In some cases, it is a lot lower.
Overseas, Trikafta is only given to patients over the age of 12.
Aly hopes that in the six years before Harry to be able to take it, the drug will become accessible in New Zealand.
"If Trikafta was available and funded and accessible, the future would look bright, and he would live a long fulfilled life."
It means the dreams she had while carrying her baby have the potential to come true.
She points out the cost of medical equipment, syringes, medical consumables and hospital admissions that Harry alone brings with him.
Harry has had more than 20 general anaesthetics in his short life already, she said.
"All of that cost, and he is a mild case of cystic fibrosis, so the cost of that and the burden on the health system versus the investment of $400,000 plus per patient, the Government would be able to balance it out."
But it's not the only cost that comes with Harry's diagnosis.
"The cost to us as a couple, as a family, quality of life. There are so many things we have to be aware of so if you are out with a family you are dealing with a sibling that can and a sibling that can't.
"It adds another dimension to parenting and family life."
Cystic Fibrosis New Zealand chief executive Jane Bollard says it simply: "Trikafta should be publicly accessible to all Kiwis who could benefit.
"We would like to see Trikafta funded in New Zealand without further delay. Kiwis with cystic fibrosis can't wait any longer."
While Pharmac is aware of the "keen interest" in the drug, it says there is nothing it can do until a funding application is made by the supplier of the drug, Vertex.
Bollard said she had secured the agreement of the key stakeholders to attend a facilitated meeting with Cystic Fibrosis New Zealand, and Trikafta For Kiwis, in March this year, after months of discussions.
Bollard hoped all the organisations could work together to identify a pathway to public funding of Trikafta in the shortest possible time.
An application for registration has not been submitted to Medsafe for Trifekta, nor has a funding application been received by Pharmac.
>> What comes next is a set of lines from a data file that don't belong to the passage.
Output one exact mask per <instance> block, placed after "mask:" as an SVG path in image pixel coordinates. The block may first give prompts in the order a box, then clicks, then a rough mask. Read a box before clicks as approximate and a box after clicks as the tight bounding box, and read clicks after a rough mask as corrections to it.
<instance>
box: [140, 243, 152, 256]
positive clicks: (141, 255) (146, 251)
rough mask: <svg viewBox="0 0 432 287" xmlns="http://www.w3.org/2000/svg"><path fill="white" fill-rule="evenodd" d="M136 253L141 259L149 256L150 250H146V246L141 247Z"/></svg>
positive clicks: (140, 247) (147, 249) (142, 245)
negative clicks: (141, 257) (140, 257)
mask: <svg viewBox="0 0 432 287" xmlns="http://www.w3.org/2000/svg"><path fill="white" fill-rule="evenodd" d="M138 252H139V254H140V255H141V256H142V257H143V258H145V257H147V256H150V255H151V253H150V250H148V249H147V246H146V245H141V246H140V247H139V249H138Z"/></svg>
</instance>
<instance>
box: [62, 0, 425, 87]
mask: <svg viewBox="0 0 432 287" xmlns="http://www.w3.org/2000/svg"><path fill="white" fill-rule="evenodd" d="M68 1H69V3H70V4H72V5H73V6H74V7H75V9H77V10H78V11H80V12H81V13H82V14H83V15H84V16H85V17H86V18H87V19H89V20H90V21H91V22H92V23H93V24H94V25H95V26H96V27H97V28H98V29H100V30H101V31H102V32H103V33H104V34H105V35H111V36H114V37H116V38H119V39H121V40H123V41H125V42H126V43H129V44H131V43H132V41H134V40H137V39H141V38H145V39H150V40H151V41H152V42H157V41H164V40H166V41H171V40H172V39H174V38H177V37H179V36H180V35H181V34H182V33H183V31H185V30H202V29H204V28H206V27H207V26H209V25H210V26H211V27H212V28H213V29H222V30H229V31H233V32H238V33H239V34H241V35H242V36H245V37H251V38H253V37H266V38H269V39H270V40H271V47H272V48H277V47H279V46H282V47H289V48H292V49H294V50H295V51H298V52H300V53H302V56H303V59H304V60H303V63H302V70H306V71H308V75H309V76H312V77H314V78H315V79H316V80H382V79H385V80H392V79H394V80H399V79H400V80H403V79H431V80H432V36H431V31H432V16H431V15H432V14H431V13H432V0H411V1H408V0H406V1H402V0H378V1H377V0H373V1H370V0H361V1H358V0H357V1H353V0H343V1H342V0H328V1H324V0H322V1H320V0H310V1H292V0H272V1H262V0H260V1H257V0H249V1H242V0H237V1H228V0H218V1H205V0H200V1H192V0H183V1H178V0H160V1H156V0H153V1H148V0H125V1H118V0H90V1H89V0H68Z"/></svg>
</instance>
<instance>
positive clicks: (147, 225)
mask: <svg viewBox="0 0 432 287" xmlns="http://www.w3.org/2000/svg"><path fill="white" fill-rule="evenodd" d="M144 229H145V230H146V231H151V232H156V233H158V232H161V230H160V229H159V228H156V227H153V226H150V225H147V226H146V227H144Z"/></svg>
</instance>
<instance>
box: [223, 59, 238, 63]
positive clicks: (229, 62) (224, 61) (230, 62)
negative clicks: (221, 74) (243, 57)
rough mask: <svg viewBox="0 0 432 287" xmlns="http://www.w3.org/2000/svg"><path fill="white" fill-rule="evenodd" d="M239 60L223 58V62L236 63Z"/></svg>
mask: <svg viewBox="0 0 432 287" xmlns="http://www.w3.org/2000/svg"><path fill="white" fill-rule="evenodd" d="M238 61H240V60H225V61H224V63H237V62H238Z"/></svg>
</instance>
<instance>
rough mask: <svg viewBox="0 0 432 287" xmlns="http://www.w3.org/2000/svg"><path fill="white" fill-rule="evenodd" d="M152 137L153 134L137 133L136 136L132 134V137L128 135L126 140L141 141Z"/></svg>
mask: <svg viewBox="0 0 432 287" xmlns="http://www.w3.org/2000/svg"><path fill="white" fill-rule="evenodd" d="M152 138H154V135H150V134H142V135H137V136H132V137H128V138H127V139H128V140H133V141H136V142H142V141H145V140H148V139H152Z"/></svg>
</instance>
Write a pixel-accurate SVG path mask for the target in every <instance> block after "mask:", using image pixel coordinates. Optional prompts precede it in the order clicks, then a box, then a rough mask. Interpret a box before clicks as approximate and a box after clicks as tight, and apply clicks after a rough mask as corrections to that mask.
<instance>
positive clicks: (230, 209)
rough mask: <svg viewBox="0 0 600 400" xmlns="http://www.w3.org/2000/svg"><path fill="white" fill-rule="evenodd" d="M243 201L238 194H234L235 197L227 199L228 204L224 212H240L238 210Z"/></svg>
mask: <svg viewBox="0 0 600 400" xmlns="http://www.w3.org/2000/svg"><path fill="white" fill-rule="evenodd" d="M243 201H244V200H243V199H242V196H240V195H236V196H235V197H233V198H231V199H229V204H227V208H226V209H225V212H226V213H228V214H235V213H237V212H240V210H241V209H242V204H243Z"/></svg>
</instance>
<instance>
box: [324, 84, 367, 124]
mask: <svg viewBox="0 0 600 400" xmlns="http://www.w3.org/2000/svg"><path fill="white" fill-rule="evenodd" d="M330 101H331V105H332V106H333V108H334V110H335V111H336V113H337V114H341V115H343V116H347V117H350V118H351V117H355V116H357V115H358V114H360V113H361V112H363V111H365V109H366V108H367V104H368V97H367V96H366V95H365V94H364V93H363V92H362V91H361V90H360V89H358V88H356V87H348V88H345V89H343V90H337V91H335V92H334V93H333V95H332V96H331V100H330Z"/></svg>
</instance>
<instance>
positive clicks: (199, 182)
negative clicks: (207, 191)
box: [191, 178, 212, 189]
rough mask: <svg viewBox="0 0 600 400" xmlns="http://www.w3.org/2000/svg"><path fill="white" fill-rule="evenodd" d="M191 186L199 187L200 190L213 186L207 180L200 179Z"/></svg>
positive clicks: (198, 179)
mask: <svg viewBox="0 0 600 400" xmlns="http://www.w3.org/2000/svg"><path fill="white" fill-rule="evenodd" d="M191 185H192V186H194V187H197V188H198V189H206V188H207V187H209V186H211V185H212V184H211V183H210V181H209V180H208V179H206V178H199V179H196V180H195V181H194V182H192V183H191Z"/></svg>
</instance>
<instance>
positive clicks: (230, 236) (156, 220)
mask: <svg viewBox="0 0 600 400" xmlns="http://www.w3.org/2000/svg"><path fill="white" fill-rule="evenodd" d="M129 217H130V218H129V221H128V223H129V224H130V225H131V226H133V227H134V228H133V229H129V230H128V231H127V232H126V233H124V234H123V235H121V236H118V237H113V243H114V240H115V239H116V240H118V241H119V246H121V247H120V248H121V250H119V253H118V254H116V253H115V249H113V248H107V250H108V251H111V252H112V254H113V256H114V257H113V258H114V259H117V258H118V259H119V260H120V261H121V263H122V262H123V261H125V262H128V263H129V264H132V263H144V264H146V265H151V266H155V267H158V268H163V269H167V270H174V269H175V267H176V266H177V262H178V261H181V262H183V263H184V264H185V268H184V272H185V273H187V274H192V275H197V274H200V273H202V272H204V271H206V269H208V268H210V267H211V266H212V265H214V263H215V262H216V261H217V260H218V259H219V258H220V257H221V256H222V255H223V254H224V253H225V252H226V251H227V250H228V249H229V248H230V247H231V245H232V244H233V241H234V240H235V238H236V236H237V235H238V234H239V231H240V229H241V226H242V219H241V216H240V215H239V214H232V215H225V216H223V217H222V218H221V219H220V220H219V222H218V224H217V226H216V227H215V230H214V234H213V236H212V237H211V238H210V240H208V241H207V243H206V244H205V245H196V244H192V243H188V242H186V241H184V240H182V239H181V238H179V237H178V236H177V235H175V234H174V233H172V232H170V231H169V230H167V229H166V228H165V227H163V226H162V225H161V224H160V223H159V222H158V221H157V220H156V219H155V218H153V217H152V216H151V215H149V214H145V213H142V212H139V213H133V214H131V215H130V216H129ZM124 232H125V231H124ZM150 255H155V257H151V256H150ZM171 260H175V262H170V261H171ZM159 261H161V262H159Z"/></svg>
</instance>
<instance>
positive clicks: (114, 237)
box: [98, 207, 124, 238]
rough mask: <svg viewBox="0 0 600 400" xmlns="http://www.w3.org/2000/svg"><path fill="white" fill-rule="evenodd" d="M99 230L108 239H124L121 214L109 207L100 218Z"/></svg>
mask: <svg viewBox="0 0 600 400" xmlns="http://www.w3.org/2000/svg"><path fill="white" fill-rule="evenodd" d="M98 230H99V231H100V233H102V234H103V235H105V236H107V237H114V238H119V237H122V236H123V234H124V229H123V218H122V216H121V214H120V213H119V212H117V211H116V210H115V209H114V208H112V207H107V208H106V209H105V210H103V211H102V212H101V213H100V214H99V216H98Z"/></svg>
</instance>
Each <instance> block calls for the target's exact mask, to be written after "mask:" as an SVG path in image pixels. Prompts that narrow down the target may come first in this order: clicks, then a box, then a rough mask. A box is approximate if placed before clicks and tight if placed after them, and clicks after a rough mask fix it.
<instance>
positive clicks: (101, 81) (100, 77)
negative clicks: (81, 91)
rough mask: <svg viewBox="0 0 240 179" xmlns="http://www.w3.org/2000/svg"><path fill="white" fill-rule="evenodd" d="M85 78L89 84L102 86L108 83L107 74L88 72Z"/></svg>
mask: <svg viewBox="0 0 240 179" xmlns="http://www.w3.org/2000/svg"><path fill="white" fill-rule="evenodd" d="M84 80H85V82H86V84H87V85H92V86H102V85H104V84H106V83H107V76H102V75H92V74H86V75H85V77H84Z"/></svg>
Pharmac director of operations Lisa Williams said she was aware of the keen interest in the treatment and had invited Vertex, on a number of occasions, to apply to Medsafe for registration and to Pharmac for funding.
That way it would be able to be marketed and sold in New Zealand.
"Pharmac can't start our assessment whether or not the medicine should be funded out of our fixed budget without detailed evidence and information from the supplier including a price offer.
"We understand from media reports, and from people in New Zealand that are self-funding the medicine, that Trikafta costs approximately $470,000 per year per person, and that there would be approximately 450 people in New Zealand who could benefit from this medicine."
This means pre-any discounts Pharmac might be able to negotiate this medicine would cost New Zealand $211.5 million a year, Williams said.
It would be about 20 per cent of Pharmac's current fixed annual budget.
"We understand and appreciate that cystic fibrosis has a significant and distressing impact on those who have it and their whānau.
"We know funded access to effective medicines is important to everyone – it's important to us too because we strive to get the best health outcomes for all New Zealanders from the medicines we fund in a fair and equitable way."
Vertex, in a supplied statement, confirmed it was looking forward to continuing discussions around the future of Trikafta in New Zealand.
"The process of registration and funding of medicines in New Zealand is complex with a number of pathways available to companies for registration, each with differing review timelines.
"The applications are always complicated and time-consuming, requiring extensive data and clinical trial information and it is important that our application is thorough," the statement read.
Vertex said it recognised the frustrations of those still waiting for their chance at a new life through the help of Trikafta.
"While there are set processes that must be followed, we are open to discussing creative and innovative ways for people living with cystic fibrosis to access our treatments in New Zealand."